Wanneer de plannen gemaakt zijn, duurt het zeer lang voordat
de gemeente de beschikking krijgt over materialen. Het
gemeentebestuur wil zeer snel dit werk uitvoeren als het
besluit eenmaal genomen is, maar het is geheel afhankelijk
van de mogelijkheden, die worden geopend.
Wat betreft de Turfmarktbrug, op dit punt is spreker niet
geheel voorbereid, doch tijdens het afbreken van het wegdek
kwamen dergelijke gebreken aan deze brug voor den dag,
dat daarin voorzien moest worden. Daarom hebben deze
werkzaamheden wat langer geduurd.
De heer Woudstra vraagt, of het niet mogelijk is in het
vervolg de notulen van de raadsvergaderingen ter inzage te
leggen tegelijk met de andere stukken? Meestal worden ze
later ter inzage gelegd en wanneer men de stukken vroeg
komt inzien zijn ze er niet bij.
De Voorzitter zal overwegen of dit mogelijk is.
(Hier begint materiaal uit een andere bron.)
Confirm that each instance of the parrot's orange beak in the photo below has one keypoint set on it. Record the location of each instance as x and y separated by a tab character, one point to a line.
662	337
De heer A. van Dijk vestigt de aandacht op het feit, dat
de kinderen van de scholen aan de Potgieter laan voor het
overgroote gedeelte vijf of zes keer per dag den vrij drukken
singel moeten oversteken. Langs dezen singel gaat b.v. het
verkeer dat van Den Haag komt. Zou daar nu niet een
duidelijk waarschuwingsbord, met het opschrift „School"
geplaatst kunnen worden.
De Voorzitter zegt toe, dat aan dit punt aandacht gewijd
zal worden.
Niemand meer het woord verlangende, sluit de Voorzitter
de vergadering.
Te Leiden, ter Boekdrukkerij van J. J. GROEN ZOON.